Handling negotiations for the contractors had been Jeff Trout, Chuck Lazzaro,
and Dennis Schultz of Meyer, Trout told the Tribune. He characterized
the contractors’ proposal as a fair one: an additional $1.50 per hour in the
first year of the contract, then another $1.50 per hour in the second year
and a $1.75 per hour in the third year, or what would amount to a cost of
living increase plus.
“The other building trades have settled and we used similar percentages,”
Trout said. “That’s how we determined what the market would bear.”
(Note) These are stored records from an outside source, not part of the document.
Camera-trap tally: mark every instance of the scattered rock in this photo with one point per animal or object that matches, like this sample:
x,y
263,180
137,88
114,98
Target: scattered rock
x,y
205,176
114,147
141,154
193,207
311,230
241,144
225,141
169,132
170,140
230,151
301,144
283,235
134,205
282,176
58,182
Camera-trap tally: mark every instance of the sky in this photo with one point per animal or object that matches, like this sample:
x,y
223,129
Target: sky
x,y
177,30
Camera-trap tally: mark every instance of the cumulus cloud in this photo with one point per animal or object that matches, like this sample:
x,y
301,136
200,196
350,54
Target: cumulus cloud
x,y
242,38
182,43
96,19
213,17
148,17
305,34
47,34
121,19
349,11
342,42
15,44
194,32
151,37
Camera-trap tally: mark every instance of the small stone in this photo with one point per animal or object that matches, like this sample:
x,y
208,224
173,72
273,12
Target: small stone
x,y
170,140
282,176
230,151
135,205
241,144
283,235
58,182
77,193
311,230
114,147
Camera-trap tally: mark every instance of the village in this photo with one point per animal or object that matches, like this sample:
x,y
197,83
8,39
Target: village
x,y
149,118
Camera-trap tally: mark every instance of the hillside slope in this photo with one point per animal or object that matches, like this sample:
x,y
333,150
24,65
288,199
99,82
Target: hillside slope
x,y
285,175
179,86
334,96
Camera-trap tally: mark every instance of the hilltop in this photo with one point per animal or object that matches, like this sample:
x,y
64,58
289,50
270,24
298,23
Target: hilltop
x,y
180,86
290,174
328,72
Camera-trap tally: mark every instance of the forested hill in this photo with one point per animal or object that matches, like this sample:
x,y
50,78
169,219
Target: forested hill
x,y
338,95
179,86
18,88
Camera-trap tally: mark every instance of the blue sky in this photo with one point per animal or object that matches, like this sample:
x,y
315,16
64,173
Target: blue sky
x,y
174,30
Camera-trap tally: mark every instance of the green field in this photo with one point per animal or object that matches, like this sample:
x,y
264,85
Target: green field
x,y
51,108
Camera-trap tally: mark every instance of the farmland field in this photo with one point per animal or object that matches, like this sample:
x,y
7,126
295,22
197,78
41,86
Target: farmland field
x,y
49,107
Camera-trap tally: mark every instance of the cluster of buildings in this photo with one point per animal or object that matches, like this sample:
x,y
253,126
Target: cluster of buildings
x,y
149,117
Local 1165 counter-proposed 50 cents more than the wage increase offered by
the contractors in the first year, Sierra said, 65 cents more in the second
year, and 75 cents more in the third.
“We think we’re certainly being fair in this environment, with unemployment
at an all-time high,” Trout said. “You get the cost of living and a little
more and you get to keep your job. And the truth is there isn’t a whole lot
of work out there right now. If we sit the month of July out, it really
isn’t going to be a big deal.”
As it is, Trout added, “the base wage is right around $32 an hour and it
costs us around $47 per hour after we’ve kicked in Social Security and other
things.”
Sierra partially concurred with Trout’s assessment about the economy but
suggested that hard times won’t last forever and maintained that the
membership shouldn’t be penalized in the future for the climate today. “The
economic conditions do play a large role in the strike process,” he said.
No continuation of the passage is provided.